All these acts of “financial infidelity” can be damaging to a relationship because, regardless of the degree to which they are dishonest, they represent a choice to be deceitful rather than truthful.
So, why are people so apt to lie about money? Well, as with many things, being completely transparent with another person can feel vulnerable, leaving us open to judgment. Conversely, deception allows us to avoid discomfort and maintain the status quo in a relationship. With financial disputes consistently listed in the top reasons for divorce, it’s no wonder 15 million Americans are hiding secret credit cards and bank accounts.
Of course, this behavior isn’t healthy. If you find yourself committing some level of financial infidelity, it is vitally important to uncover the source of your dishonesty – shame, pride, fear or otherwise – in order to have a healthy relationship moving forward.
Personal Finances: Extreme Financial Infidelities
In a relationship where couples are pooling resources in order to run a household and meet shared financial goals, deliberate secrecy isn’t fair. Of course, some acts of financial infidelity are more egregious than others. For example, one recognized type of domestic abuse is financial abuse; that is, withholding access to money, taking out debt in the victim’s name or strictly monitoring spending habits. In other cases, one partner secretly siphons money out of a shared account or drains mutual assets without their partner’s knowledge. Gambling addictions are another common example. Often, this type of behavior is only discovered once it’s too late and divorce, death or bankruptcy are imminent.
When There is No Malice
The above examples above make financial infidelity sound incredibly sinister. More often, these acts happen without ill intent. For many people, it simply comes about as a side effect of hiding a shameful shopping habit or feeling prideful in asking for help with debt. The indiscretions start small and snowball over time. The longer it goes on the harder it is to confess.
Regardless of the intention, it can be difficult for a relationship to recover from financial deception. Honest communication and active listening are key, as well as a willingness to be transparent going forward.
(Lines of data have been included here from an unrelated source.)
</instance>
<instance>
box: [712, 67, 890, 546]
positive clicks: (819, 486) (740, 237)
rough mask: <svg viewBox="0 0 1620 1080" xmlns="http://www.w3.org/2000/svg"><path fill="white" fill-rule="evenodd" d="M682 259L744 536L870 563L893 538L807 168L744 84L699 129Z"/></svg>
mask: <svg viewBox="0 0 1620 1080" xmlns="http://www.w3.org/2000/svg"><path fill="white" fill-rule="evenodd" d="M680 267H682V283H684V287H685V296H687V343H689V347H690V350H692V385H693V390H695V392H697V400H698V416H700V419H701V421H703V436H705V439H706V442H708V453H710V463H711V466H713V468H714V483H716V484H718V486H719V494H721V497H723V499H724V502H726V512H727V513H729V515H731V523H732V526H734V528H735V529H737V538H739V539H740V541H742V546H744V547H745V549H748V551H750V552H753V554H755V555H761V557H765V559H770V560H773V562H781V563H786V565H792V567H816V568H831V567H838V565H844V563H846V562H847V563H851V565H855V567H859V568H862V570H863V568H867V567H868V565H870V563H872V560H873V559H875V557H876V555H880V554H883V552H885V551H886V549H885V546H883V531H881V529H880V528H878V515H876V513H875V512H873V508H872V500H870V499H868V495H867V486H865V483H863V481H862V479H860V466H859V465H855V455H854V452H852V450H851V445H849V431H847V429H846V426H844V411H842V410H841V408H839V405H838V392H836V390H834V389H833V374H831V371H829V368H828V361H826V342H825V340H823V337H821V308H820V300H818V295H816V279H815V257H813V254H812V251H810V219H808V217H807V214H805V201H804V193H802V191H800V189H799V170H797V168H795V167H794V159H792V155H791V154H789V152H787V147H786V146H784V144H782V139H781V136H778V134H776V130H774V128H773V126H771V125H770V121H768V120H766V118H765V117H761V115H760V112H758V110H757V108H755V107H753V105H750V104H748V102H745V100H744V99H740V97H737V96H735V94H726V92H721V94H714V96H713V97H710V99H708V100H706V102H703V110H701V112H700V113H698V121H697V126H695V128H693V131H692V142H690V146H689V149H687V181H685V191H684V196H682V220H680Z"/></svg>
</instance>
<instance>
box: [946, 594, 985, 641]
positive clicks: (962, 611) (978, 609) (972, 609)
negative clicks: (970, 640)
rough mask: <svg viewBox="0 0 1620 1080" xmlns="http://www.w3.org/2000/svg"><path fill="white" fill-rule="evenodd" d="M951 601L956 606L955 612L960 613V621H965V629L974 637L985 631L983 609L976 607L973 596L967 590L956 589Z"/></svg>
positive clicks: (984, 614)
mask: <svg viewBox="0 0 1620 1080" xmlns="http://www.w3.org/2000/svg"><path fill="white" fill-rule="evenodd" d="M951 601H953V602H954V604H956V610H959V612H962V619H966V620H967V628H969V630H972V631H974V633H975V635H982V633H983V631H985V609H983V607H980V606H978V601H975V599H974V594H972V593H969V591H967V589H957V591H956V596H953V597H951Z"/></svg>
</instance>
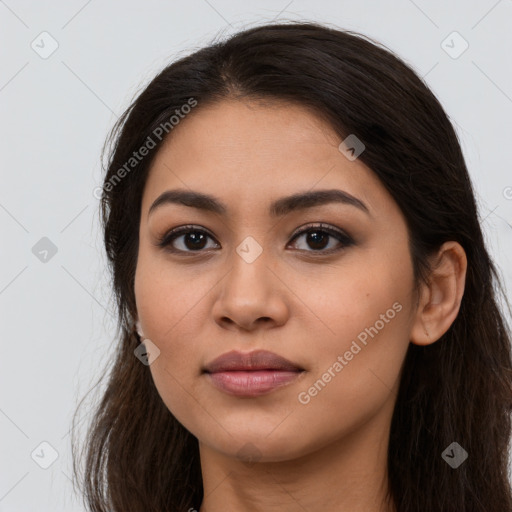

Of course, since financial infidelity can lead to long-term money issues like damaged credit and large amounts of debt, the consequences can be felt for years to come.
Preventing Financial Infidelity in Your Relationship
Relationships are inherently challenging and there are no guarantees, but open communication – especially about difficult topics like money – is crucial to a couple’s long-term survival. If you and your partner have different money values like 73 percent of American couples, communicating with your partner is essential.
If you notice red flags, like your partner’s refusal to disclose financial information, you may already be the victim of financial deception. In this circumstance, it may be necessary to take steps to protect your own finances. Run your credit report for free, keep a close eye on accounts you have access to and don’t be afraid to ask questions that impact your personal financial health.
How to Get Started
If your relationship could benefit from a deeper discussion about money, don’t wait to start the conversation. Begin by scheduling a time when the two of you can talk openly about your financial footing and short-term goals. Make an effort to keep emotion out of the conversation and give one another the space to be open and honest. Consider a verbal or written agreement to be transparent about bank and credit card statements and acknowledge that you won’t let yourself be tempted to make risky money decisions without the other partner’s knowledge or approval.
Keep your financial discussions ongoing by dreaming about your future together: What are your shared goals? What do you envision for retirement? The more you plan and dream together, the less room there is for financial deception in your relationship, and the stronger your trust in your partner will be.